Pesquisa do Seade demonstra perfil de local de nascimento, faixa etária e fluxos migratórios do território paulista
Por Isabella Lopes*


Um estudo realizado pelo Sistema Estadual de Análise de Dados de São Paulo (Seade) analisou os resultados do último Censo Demográfico, realizado em 2022 pelo Instituto Brasileiro de Geografia e Estatística (IBGE). O enfoque da pesquisa se deu diante da necessidade de determinar a naturalidade dos moradores da porção territorial, ou seja, sobre o local de nascimento das pessoas que ali moravam.
Os dados obtidos trazem um panorama sobre a migração e formação da população do Estado de São Paulo. Em 2022 havia 44,4 milhões de residentes no território paulista.
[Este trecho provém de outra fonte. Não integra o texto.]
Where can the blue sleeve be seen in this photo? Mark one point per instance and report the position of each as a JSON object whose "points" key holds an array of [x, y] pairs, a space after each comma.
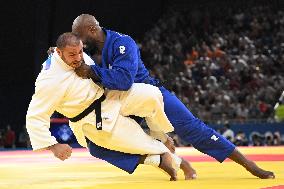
{"points": [[124, 68]]}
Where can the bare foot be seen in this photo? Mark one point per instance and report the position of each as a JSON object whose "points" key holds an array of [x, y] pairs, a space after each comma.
{"points": [[166, 165], [258, 172], [189, 172]]}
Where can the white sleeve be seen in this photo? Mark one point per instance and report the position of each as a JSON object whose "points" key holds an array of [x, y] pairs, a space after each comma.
{"points": [[43, 104]]}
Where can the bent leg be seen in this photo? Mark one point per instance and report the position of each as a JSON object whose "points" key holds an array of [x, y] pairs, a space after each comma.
{"points": [[126, 136], [194, 131], [145, 100]]}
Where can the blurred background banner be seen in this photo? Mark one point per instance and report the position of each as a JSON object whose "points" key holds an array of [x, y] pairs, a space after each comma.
{"points": [[224, 59]]}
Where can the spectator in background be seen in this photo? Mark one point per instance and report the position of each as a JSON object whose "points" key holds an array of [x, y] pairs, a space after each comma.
{"points": [[276, 138], [9, 138], [1, 139]]}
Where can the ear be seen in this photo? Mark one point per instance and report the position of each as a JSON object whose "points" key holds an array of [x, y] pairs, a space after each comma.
{"points": [[92, 29]]}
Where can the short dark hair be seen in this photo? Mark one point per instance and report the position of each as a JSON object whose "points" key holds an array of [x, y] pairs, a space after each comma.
{"points": [[67, 38]]}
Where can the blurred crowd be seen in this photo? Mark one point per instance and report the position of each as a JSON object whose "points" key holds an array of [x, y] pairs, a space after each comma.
{"points": [[225, 63]]}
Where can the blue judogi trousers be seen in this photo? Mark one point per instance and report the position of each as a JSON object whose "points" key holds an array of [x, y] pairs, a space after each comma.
{"points": [[189, 128]]}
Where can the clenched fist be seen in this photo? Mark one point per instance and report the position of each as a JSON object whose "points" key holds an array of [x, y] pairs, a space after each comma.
{"points": [[84, 71]]}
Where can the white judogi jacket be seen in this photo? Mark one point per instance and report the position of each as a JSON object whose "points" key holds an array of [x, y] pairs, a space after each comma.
{"points": [[58, 88]]}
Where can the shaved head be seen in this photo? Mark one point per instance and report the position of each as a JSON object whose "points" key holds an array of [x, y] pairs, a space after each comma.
{"points": [[84, 21]]}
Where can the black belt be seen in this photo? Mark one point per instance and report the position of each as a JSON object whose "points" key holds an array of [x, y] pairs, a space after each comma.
{"points": [[96, 105]]}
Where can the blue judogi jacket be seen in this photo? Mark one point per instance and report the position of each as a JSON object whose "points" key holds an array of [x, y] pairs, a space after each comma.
{"points": [[121, 63]]}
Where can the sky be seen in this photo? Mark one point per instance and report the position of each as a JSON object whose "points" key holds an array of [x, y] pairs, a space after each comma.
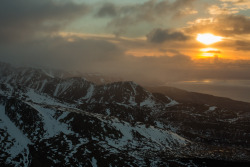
{"points": [[147, 41]]}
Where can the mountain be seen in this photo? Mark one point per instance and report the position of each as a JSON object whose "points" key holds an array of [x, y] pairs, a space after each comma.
{"points": [[49, 120]]}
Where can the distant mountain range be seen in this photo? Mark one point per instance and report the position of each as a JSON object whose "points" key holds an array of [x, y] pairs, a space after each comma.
{"points": [[53, 118]]}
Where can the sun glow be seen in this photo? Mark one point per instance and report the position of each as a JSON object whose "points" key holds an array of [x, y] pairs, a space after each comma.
{"points": [[208, 39]]}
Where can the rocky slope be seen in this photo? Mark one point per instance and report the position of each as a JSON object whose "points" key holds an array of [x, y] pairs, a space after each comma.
{"points": [[46, 120]]}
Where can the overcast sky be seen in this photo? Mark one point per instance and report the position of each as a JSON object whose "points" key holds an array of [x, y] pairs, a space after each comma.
{"points": [[141, 40]]}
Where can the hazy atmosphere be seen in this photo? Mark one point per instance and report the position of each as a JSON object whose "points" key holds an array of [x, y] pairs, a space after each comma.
{"points": [[147, 41]]}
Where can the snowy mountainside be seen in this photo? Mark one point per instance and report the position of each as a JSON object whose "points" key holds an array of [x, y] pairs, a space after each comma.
{"points": [[47, 120]]}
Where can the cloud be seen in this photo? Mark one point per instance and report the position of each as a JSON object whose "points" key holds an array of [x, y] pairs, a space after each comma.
{"points": [[243, 45], [24, 18], [108, 9], [160, 36], [227, 25], [124, 16]]}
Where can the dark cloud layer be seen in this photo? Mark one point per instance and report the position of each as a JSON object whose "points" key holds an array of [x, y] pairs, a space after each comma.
{"points": [[227, 25], [147, 12], [21, 19], [108, 9], [160, 36]]}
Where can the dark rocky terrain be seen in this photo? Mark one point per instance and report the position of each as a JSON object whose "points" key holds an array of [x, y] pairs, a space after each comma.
{"points": [[48, 120]]}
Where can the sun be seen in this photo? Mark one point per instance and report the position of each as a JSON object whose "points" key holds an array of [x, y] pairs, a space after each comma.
{"points": [[208, 38]]}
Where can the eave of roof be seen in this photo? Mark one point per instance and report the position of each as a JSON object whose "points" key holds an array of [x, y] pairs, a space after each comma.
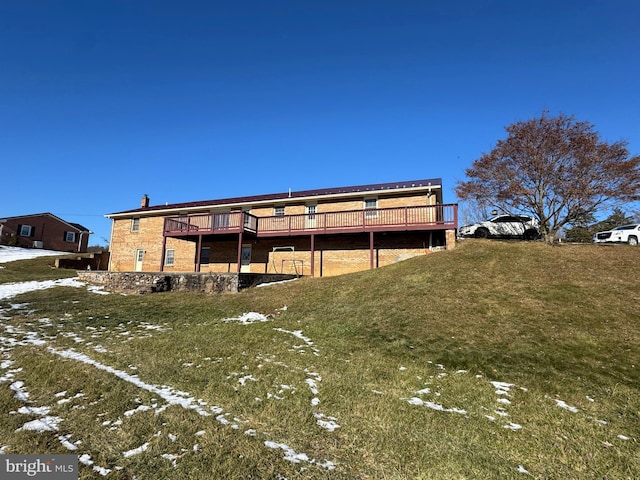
{"points": [[301, 195], [77, 226]]}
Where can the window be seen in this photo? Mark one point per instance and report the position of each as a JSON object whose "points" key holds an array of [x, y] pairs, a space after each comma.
{"points": [[371, 206], [311, 212], [169, 257], [205, 255], [221, 220], [25, 231]]}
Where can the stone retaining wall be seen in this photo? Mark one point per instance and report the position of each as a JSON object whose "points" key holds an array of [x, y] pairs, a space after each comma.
{"points": [[147, 282]]}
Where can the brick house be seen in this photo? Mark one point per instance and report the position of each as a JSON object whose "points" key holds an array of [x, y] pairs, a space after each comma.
{"points": [[319, 232], [44, 230]]}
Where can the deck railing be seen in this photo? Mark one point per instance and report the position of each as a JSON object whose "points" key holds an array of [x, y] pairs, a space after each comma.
{"points": [[380, 219]]}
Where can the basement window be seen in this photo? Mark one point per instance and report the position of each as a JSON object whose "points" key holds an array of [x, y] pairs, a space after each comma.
{"points": [[205, 255], [25, 231], [169, 257]]}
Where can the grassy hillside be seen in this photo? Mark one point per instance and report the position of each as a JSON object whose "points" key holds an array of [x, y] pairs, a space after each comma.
{"points": [[494, 360]]}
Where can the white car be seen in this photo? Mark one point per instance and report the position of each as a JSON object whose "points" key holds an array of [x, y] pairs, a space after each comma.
{"points": [[503, 226], [625, 234]]}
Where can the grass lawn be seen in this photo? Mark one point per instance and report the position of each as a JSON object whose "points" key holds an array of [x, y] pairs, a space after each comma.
{"points": [[493, 360]]}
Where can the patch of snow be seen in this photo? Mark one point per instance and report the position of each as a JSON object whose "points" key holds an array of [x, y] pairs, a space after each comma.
{"points": [[247, 318], [562, 404], [136, 451]]}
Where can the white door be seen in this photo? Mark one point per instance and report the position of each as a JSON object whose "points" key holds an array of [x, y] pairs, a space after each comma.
{"points": [[138, 262], [310, 216], [245, 259]]}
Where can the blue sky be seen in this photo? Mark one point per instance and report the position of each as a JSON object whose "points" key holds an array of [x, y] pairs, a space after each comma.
{"points": [[102, 101]]}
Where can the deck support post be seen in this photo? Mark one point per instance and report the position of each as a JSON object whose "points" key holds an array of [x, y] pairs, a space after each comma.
{"points": [[239, 251], [162, 254], [371, 256], [198, 253], [313, 254]]}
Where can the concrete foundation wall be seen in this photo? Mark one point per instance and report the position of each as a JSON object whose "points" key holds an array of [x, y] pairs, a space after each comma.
{"points": [[147, 282]]}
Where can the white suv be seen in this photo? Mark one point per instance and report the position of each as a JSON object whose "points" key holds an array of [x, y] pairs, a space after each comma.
{"points": [[626, 234], [503, 226]]}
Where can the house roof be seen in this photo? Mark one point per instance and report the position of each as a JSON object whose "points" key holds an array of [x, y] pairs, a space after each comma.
{"points": [[76, 226], [373, 189]]}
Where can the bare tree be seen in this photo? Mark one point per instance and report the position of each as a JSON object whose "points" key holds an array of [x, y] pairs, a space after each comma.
{"points": [[553, 168]]}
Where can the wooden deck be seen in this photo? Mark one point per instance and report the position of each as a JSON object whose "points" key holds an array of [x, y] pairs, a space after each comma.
{"points": [[435, 217]]}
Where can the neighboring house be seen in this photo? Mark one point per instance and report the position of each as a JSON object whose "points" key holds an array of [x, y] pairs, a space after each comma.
{"points": [[318, 232], [44, 230]]}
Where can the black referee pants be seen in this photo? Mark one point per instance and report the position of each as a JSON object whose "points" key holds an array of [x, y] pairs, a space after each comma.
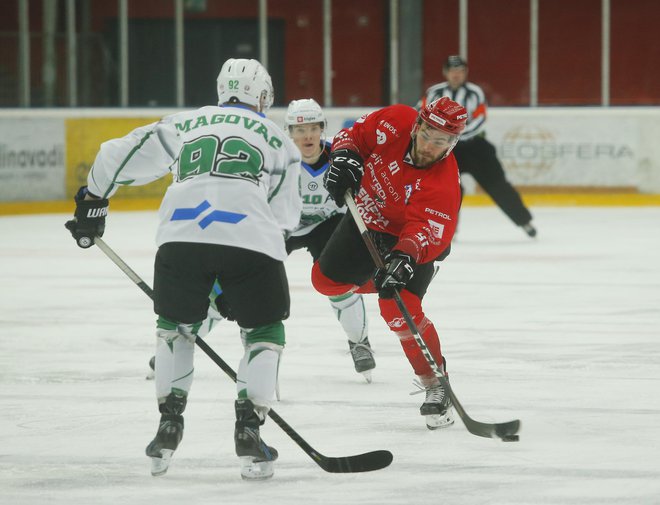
{"points": [[478, 158]]}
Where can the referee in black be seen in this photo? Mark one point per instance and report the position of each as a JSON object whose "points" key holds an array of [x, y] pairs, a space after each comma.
{"points": [[474, 154]]}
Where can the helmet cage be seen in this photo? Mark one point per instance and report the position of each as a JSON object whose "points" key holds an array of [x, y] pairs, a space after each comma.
{"points": [[305, 111]]}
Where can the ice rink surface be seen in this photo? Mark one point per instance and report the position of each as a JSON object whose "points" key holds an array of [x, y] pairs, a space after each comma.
{"points": [[562, 332]]}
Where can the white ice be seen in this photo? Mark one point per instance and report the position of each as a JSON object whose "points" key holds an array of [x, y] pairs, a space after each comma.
{"points": [[562, 332]]}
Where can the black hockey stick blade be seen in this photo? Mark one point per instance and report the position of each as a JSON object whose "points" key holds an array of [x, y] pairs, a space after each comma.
{"points": [[507, 431], [367, 462]]}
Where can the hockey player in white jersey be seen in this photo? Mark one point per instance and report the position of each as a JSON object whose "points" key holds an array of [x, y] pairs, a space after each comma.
{"points": [[307, 126], [233, 198]]}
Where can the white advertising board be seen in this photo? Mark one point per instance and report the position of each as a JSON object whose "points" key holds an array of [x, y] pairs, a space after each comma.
{"points": [[557, 148], [32, 157]]}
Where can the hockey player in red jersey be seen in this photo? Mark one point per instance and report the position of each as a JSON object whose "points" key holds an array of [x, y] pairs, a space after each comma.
{"points": [[398, 164]]}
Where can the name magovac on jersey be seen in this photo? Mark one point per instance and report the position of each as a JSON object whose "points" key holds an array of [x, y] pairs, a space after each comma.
{"points": [[246, 122]]}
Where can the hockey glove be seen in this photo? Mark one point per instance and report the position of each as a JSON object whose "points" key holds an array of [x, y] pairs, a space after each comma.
{"points": [[399, 269], [88, 219], [345, 172]]}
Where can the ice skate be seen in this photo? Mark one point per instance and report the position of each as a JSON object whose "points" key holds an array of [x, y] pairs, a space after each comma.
{"points": [[162, 447], [363, 357], [437, 408], [255, 456], [529, 229]]}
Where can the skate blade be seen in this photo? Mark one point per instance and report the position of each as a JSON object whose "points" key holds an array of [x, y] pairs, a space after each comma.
{"points": [[160, 465], [439, 421], [256, 470], [367, 376]]}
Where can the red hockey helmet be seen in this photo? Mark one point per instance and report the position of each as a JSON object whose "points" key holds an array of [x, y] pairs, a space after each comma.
{"points": [[444, 114]]}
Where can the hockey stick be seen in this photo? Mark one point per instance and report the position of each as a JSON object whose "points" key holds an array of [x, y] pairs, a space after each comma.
{"points": [[366, 462], [504, 431]]}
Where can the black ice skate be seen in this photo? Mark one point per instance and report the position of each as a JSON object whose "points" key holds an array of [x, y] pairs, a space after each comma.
{"points": [[437, 408], [169, 434], [161, 448], [256, 457], [363, 357]]}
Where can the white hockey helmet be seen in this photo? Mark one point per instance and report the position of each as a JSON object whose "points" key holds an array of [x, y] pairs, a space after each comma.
{"points": [[305, 111], [245, 81]]}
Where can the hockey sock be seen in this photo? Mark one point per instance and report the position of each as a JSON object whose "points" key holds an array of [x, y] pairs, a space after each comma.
{"points": [[351, 314], [327, 286], [257, 371], [397, 324]]}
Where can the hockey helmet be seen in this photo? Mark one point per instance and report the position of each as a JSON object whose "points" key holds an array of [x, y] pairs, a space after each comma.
{"points": [[245, 81], [454, 61], [305, 111]]}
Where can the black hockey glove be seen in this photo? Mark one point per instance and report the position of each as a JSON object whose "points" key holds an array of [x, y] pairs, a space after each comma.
{"points": [[88, 219], [399, 269], [345, 172]]}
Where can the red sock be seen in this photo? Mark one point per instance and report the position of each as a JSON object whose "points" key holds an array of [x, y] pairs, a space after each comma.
{"points": [[397, 324]]}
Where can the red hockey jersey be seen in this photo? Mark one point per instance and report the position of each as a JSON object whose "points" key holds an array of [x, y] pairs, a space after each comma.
{"points": [[418, 205]]}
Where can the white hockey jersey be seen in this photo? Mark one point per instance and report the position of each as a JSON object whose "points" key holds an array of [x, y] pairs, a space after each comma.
{"points": [[317, 203], [235, 177]]}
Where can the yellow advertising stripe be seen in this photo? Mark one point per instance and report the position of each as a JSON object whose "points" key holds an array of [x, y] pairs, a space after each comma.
{"points": [[574, 200]]}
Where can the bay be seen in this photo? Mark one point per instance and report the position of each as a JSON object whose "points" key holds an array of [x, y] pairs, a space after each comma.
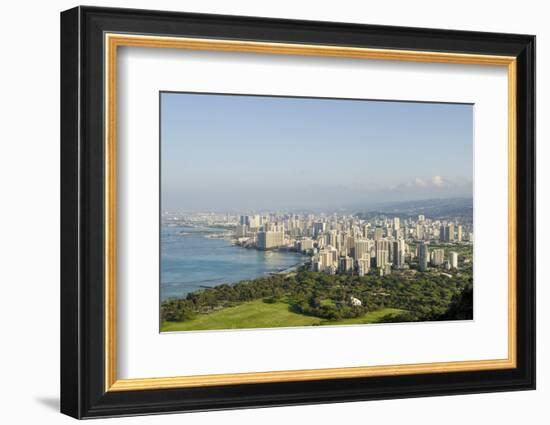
{"points": [[191, 261]]}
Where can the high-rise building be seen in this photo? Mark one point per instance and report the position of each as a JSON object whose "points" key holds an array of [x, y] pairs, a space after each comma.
{"points": [[318, 228], [363, 266], [438, 256], [453, 259], [419, 232], [269, 239], [423, 256], [398, 258], [447, 233], [346, 265], [396, 223], [382, 247], [451, 232], [240, 230], [361, 249]]}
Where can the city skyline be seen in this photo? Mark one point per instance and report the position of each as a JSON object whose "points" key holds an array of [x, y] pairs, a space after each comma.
{"points": [[229, 153]]}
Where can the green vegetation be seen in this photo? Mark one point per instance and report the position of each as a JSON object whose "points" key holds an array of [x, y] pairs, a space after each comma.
{"points": [[307, 298], [258, 314]]}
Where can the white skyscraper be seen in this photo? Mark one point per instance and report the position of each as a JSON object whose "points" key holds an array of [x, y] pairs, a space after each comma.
{"points": [[423, 257], [453, 258]]}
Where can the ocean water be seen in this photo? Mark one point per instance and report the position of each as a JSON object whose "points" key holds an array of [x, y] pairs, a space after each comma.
{"points": [[191, 261]]}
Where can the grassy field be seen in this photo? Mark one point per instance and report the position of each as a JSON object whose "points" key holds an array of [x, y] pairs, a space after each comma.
{"points": [[257, 314]]}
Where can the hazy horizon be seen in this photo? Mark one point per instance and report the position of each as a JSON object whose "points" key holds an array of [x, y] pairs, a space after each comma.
{"points": [[251, 153]]}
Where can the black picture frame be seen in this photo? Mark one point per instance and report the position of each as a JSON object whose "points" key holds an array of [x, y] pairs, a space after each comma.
{"points": [[83, 392]]}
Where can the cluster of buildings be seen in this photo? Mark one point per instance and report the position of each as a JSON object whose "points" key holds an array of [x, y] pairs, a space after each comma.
{"points": [[348, 244]]}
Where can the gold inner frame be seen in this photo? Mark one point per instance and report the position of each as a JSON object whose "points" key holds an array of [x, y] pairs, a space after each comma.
{"points": [[113, 41]]}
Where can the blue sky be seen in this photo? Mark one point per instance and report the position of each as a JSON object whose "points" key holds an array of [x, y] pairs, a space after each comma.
{"points": [[256, 153]]}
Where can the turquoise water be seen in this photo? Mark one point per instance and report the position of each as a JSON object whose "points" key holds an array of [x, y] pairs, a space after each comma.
{"points": [[191, 261]]}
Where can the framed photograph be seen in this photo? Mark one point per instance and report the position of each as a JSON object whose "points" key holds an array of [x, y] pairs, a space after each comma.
{"points": [[261, 212]]}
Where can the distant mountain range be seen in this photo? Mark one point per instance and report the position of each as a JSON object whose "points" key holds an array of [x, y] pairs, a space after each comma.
{"points": [[431, 208]]}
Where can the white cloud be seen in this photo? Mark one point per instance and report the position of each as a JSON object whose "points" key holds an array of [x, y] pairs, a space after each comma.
{"points": [[438, 181]]}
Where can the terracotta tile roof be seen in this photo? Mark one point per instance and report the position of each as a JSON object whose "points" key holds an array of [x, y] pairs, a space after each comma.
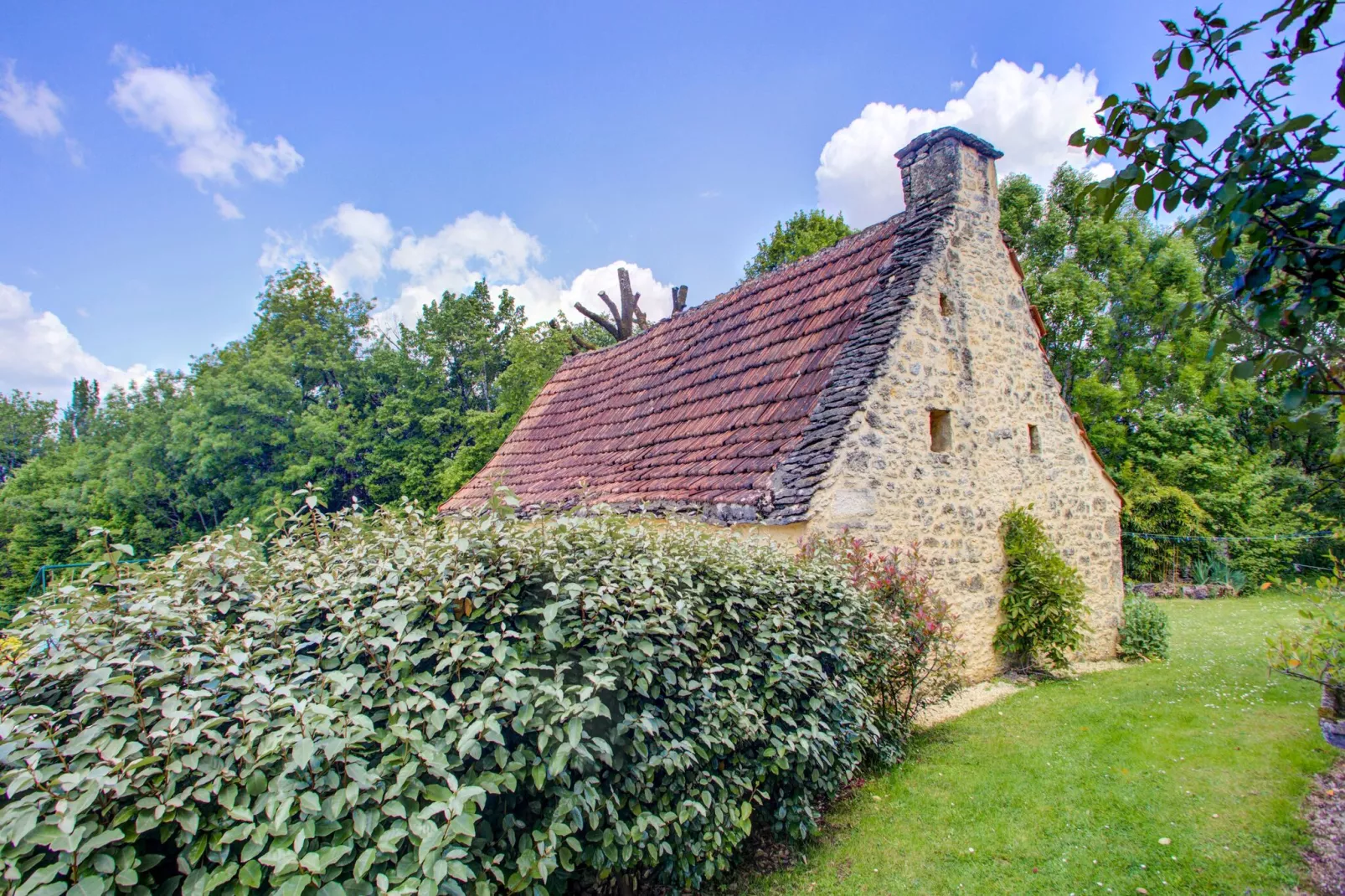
{"points": [[734, 406]]}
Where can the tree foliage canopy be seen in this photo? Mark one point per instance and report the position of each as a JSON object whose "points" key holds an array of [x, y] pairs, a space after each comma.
{"points": [[314, 393], [1266, 194], [799, 237]]}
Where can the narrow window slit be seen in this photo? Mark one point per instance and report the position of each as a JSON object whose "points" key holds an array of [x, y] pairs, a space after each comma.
{"points": [[940, 430]]}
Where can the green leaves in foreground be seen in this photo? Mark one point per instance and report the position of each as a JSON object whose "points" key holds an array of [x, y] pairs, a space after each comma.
{"points": [[384, 703]]}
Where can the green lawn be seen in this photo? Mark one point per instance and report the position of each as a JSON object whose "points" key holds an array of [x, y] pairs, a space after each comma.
{"points": [[1067, 787]]}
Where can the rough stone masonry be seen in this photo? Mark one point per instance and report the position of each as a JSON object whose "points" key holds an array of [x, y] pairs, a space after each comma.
{"points": [[969, 346]]}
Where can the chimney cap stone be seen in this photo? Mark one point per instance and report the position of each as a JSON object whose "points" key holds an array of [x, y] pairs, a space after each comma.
{"points": [[931, 137]]}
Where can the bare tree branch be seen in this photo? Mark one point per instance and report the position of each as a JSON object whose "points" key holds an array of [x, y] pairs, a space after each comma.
{"points": [[599, 319]]}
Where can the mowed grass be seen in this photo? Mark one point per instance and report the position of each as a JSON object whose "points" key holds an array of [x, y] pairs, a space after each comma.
{"points": [[1067, 787]]}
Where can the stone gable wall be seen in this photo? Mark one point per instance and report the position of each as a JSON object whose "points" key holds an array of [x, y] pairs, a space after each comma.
{"points": [[982, 363]]}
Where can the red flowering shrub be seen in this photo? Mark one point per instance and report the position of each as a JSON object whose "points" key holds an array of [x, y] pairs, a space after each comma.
{"points": [[910, 654]]}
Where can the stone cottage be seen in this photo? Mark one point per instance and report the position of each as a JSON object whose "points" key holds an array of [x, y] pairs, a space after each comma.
{"points": [[894, 385]]}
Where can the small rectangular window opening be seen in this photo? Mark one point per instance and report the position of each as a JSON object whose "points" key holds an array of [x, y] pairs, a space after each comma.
{"points": [[940, 430]]}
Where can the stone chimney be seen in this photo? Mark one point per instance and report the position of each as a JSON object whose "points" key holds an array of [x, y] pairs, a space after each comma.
{"points": [[952, 166]]}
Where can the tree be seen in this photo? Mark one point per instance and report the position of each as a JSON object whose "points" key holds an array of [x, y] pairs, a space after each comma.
{"points": [[26, 430], [799, 237], [1267, 193], [80, 415], [1162, 410], [628, 319]]}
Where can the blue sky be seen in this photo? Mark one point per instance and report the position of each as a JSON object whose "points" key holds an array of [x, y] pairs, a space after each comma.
{"points": [[155, 159]]}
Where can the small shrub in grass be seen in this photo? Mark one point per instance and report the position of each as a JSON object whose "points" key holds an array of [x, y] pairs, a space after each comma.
{"points": [[390, 704], [910, 656], [1044, 596], [1143, 630]]}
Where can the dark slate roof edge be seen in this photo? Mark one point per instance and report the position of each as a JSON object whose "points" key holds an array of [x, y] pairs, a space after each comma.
{"points": [[981, 146], [799, 475]]}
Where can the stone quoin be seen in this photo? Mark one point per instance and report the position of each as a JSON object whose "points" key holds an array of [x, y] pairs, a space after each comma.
{"points": [[892, 385]]}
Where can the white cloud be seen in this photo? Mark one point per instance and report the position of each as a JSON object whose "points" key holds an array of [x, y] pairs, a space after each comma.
{"points": [[368, 234], [39, 354], [452, 260], [544, 297], [1028, 115], [188, 115], [33, 108], [228, 210]]}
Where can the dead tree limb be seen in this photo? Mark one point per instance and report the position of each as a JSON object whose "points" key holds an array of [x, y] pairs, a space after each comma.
{"points": [[626, 321]]}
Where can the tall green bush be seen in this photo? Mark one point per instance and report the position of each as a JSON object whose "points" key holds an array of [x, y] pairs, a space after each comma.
{"points": [[385, 703], [1143, 630], [908, 653], [1044, 596]]}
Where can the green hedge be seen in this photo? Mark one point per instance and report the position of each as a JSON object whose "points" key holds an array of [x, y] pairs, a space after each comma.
{"points": [[384, 703]]}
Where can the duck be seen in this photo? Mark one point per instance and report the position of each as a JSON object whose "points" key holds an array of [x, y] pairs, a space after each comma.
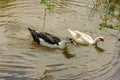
{"points": [[49, 40], [84, 38]]}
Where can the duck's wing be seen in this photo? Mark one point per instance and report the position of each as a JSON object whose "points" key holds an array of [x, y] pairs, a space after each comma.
{"points": [[84, 36], [49, 37]]}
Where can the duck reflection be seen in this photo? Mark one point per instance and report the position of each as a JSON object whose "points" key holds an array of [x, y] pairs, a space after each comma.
{"points": [[67, 54], [99, 49]]}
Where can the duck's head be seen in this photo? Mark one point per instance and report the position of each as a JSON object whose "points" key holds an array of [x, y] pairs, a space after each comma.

Segundo o Seade, 79,7% eram naturais da região, 11,3% do Nordeste, 4,4% de outras áreas do Sudeste e 3,7% dos demais Estados brasileiros. Em relação aos estrangeiros, 0,8% de nascidos fora do País contabilizaram a população total. As mulheres predominaram em todos os grupos de naturalidade, exceto entre os estrangeiros.
Idade da população paulista
De acordo com a fundação, a idade média da população paulista era de 38 anos. Entre quem nasceu no Estado, a faixa etária intermediária era de 35 anos — para o estudo, esse fator indica um perfil mais jovem. Em relação aos não naturais da região, os números se alteram: 49 anos para originários de outras unidades federativas e 48 para pessoas nascidas fora do Brasil.
O Seade chama atenção para a concentração de indivíduos em camadas etárias economicamente ativas e o nascimento de filhos de migrantes em São Paulo. Esses dados demonstram, como mostra o relatório, o rejuvenescimento da população natural.
Fluxos migratórios
A maior fatia de migrantes do Estado de São Paulo é da Bahia e de Minas Gerais: 40% do total. Em seguida, Paraná, Pernambuco e Ceará contribuem com cerca de 30% do número. Já Estados como Alagoas, Paraíba, Piauí, Rio de Janeiro e Maranhão somam 19%. Outras unidades da Federação brasileira constituem os 11% restantes.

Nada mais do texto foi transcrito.